Liability in the case was admitted by the HSE.
The court heard Mr McNeive had been referred to University College Hospital Galway in April 2003, where he underwent a number of tests, after attending his GP with a headache.
Despite the concerns of his wife, family and his GP, it was not until April 2005 that a biopsy revealed he had extensive cancer. By that stage, the cancer had spread to his spleen and he died on August 13th of that year.
Yesterday, in a statement read before Mr Justice John Quirke, Patrick Hanratty SC for the HSE said his clients “acknowledged that there was a delay in the diagnosis of Mr McNeive”.
The HSE wished to apologise to the family of Mr McNeive for what had occurred and for all the hurt and distress caused to them, the statement added.

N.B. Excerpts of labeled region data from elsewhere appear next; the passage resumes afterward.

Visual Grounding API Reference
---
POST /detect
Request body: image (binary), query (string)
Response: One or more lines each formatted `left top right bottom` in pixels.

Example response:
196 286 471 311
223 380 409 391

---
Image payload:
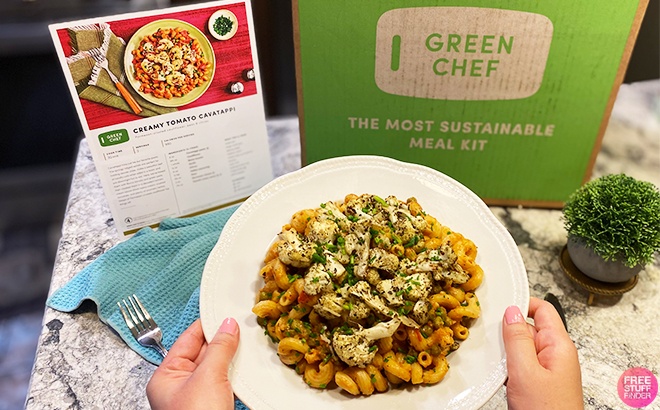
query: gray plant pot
567 235 643 283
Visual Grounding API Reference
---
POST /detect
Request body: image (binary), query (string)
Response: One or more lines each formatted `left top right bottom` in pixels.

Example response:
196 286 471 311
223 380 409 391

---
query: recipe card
50 0 273 236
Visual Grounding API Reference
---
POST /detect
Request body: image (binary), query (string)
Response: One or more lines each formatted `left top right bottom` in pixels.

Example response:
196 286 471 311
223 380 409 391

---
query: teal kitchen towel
46 206 238 364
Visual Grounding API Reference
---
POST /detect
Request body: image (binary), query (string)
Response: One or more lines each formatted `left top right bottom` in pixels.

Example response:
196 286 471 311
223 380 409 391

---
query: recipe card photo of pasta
252 194 484 396
124 19 215 107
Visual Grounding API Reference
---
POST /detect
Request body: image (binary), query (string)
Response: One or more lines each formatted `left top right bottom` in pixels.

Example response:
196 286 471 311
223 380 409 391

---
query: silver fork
87 48 142 114
117 294 167 357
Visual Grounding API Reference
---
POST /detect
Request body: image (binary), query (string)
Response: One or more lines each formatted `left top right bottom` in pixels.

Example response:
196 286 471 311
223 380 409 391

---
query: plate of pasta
200 156 529 409
124 19 215 107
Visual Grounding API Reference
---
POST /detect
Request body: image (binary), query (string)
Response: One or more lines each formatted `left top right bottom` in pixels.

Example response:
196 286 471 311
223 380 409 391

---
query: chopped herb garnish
403 355 417 364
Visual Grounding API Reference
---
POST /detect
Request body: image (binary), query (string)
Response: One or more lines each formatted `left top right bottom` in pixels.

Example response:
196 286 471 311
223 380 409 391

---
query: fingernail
504 306 525 325
218 317 238 335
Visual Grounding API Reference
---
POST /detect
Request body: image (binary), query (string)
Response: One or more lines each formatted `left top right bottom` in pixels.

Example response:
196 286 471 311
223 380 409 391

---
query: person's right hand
502 298 584 410
147 318 240 410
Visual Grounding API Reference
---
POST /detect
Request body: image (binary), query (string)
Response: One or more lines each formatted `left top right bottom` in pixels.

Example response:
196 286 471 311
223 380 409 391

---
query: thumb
200 318 240 377
502 306 539 377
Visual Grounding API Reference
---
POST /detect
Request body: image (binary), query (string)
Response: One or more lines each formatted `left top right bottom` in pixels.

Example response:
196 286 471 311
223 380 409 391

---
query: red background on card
57 3 257 130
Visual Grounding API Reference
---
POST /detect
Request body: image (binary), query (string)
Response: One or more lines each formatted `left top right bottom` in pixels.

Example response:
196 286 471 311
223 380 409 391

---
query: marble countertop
26 81 660 410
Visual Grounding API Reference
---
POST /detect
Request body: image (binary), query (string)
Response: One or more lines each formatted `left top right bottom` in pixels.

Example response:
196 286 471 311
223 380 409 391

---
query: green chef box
293 0 648 208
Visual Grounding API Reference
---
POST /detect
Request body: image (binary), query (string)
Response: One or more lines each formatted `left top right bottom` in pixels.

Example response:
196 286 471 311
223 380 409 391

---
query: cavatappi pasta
133 28 211 99
252 194 483 395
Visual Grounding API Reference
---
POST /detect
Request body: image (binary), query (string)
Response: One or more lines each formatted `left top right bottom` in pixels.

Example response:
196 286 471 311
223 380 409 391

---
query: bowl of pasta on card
200 156 529 409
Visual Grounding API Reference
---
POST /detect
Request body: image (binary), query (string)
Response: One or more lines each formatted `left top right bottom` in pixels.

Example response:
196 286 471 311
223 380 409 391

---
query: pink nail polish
504 306 525 325
218 317 238 335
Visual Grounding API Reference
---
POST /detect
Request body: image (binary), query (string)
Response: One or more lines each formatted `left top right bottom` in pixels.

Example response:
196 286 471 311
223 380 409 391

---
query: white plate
200 156 529 410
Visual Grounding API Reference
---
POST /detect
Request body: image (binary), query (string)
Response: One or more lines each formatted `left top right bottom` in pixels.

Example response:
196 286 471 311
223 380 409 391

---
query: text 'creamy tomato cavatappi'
252 194 483 395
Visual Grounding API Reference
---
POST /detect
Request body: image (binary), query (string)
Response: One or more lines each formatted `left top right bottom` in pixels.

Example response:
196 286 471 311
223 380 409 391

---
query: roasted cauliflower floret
332 319 400 367
314 292 346 319
277 229 315 268
402 272 433 301
376 279 404 307
368 248 399 273
304 263 332 296
305 219 339 244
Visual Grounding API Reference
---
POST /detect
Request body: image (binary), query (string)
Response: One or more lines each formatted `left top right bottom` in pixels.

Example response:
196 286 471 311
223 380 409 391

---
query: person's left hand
147 318 240 410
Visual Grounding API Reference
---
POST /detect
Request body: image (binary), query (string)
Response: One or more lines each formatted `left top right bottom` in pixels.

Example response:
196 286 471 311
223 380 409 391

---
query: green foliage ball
563 174 660 268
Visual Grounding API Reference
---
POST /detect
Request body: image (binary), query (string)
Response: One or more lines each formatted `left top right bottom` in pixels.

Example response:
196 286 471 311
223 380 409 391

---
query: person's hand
502 298 584 410
147 319 240 410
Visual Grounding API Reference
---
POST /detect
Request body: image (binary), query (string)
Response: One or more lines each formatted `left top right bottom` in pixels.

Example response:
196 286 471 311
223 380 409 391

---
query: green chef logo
99 130 128 147
375 7 553 100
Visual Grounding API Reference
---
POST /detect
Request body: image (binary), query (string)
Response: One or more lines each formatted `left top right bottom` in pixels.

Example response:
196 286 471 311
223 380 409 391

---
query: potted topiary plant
563 174 660 283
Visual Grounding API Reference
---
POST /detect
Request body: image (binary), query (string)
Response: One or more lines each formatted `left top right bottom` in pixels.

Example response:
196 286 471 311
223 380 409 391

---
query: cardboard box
293 0 648 207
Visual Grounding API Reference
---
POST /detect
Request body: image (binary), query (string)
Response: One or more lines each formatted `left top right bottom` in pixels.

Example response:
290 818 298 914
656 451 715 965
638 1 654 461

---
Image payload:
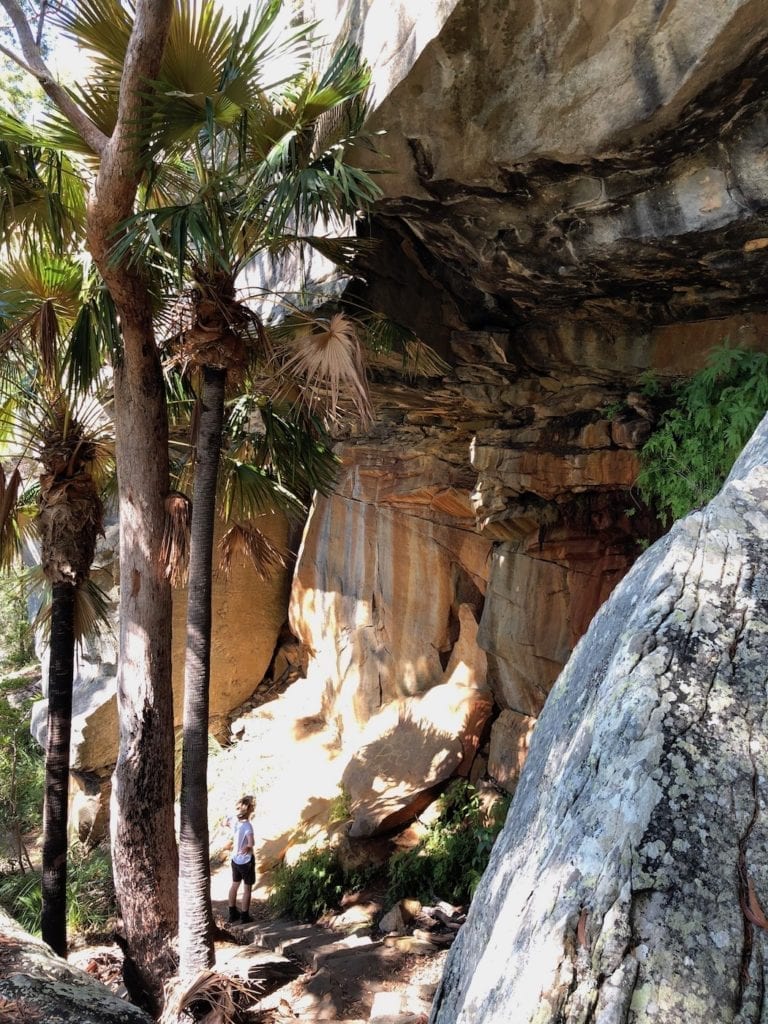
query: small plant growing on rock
387 779 509 904
269 848 346 921
637 343 768 521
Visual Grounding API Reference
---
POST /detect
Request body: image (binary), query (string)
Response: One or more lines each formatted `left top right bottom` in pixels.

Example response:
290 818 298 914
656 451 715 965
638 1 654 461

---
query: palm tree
111 2 377 977
0 247 112 956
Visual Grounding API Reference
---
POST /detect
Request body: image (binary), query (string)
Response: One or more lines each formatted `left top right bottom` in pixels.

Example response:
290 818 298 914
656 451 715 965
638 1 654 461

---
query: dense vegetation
637 344 768 522
271 779 509 921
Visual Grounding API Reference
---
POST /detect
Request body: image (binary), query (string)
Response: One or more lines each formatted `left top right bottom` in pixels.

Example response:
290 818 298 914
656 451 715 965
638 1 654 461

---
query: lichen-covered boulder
0 909 152 1024
431 418 768 1024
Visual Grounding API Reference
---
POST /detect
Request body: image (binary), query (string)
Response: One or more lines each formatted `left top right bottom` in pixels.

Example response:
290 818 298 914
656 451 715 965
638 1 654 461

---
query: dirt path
212 867 446 1024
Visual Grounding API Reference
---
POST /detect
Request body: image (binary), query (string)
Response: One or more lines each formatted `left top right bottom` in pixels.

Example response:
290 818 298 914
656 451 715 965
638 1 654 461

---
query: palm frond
29 566 114 649
282 313 373 423
0 121 85 252
227 394 340 503
218 520 289 580
402 338 451 378
160 490 191 587
159 971 259 1024
220 464 306 522
0 466 23 572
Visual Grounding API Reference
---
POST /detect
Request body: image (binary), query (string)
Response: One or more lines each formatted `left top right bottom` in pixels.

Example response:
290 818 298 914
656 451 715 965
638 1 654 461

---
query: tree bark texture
87 0 178 1010
41 583 75 957
430 419 768 1024
111 317 177 1007
179 367 226 978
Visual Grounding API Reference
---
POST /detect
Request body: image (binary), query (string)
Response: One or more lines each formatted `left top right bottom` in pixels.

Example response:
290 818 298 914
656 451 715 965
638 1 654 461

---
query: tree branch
0 0 106 156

“The HSE acknowledges that his family could have done no more to help him,” added counsel. Eoin McCullough SC, for the family, said they were happy with the settlement proposed.
Approving the settement, Mr Justice Quirke offered the sympathies of the court to the McNeive family over “a very distressing matter.”
Mr McNeive, who had a brain tumour removed and a shunt inserted in 1966, had complained of headaches and swelling on his face in 2003 and 2004. He attended both UCGH and Beaumont Hospital in Dublin. In Beaumont in August 2004, he underwent a number of tests, and a scan revealed a large tumour in his mouth.
In September 2004, a surgeon at UCGH concluded Mr McNeive did not have a tumour in his mouth, the family said. Two months later, a doctor at Beaumont concluded his problems were due to the shunt. However, after an operation to remove the shunt, a test showed there was no infection.
It was also claimed Mr McNeive’s situation was left to deteriorate further after that and that other symptoms of mouth cancer were ignored.
The HSE, it was argued had failed properly diagnose Mr McNeive’s tumour, failed to follow up on the results of tests, failed to act with any haste, ignored evidence of a tumour, and failed to provide him with adequate pain control or drugs because the diagnosis had not been made.
It was claimed, ad the HSE diagnosed Mr McNeive’s condition in August 2004, he could have undergone surgery and radiotherapy and, on the balance of probabilities, would have survived.
In a statement, Mrs McNeive and her sons David and Michael welcomed the HSE’s acknowledgment of the delay in diagnosing the illness that preceded Mr McNeive’s death.
The statement said John’s “irreplaceable love and warmth are sadly missed and his passing has left a void in our lives.”
“We hope that by highlighting the delay in the care he received, lessons will be learned and systems and procedures will be improved and that there will be better communication within the HSE,” the family added. Their motivation for bringing this case “was to seek an apology from the HSE”, they said.
They also called for “the need for reform in the law in relation to compensation in cases such as this.” The amount available for mental distress compensation where a person died was €25,394.76, which seemed “paltry when contrasted with some of the amounts of money awarded for other, perhaps less serious cases”.